The pilot had completed a full stop landing on runway 13, and was back taxing on taxiway "A" for a takeoff. As the airplane approached taxiway "T", the passenger reported that he was asked by the pilot to check the right brake. The passenger pumped the brake, and it did not respond (see attached passenger statement). At this point, the pilot applied left braking and swerved the airplane off of the taxiway. According to the pilot, the collision with the taxiway light occurred while attempting to avoid, what he felt was, an imminent collision with another airplane taxing southeast on taxiway"A". The pilot elected to exit taxiway "A" 325 feet short of the centerline of taxiway "T". As the airplane rolled across the grass, one of the left propeller blades struck a taxiway light. The approaching aircraft turned left on taxiway "T", and continued to the terminal ramp (see attached airport layout).
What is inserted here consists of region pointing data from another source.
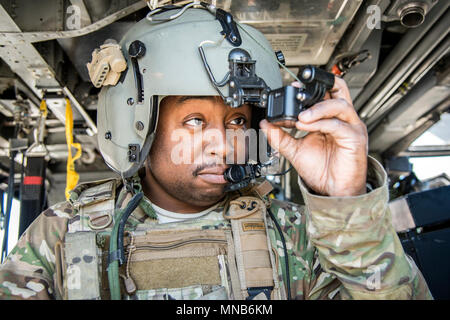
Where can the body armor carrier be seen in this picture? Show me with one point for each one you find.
(225, 254)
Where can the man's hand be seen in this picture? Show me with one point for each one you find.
(332, 158)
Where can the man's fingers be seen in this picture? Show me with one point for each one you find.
(335, 127)
(340, 90)
(334, 108)
(279, 139)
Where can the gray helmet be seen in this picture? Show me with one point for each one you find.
(166, 55)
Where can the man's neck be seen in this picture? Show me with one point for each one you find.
(159, 196)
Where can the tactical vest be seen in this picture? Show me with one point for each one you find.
(225, 254)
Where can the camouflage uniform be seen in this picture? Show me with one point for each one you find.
(338, 248)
The subsequent examination of the brake assembly failed to disclose a mechanical problem with the brake system. During the functional check of the brake assembly, both left and right pedals were applied from a static position. During this phase of functional check, the right brake assembly required more pressure than the left. During the dynamic check, the airplane was taxied at different speeds. At each speed range braking was smooth and positive. The visual examination showed normal brake pad wear, and there was no air detected in the brake fluid system.

During a subsequent telephone conversation with the Director Of Maintenance, he stated that there had not been any other pilot reports of braking problems with N412HA before and since this account. Additionally, there has not been any additional maintenance performed on the brake system since the on site examination.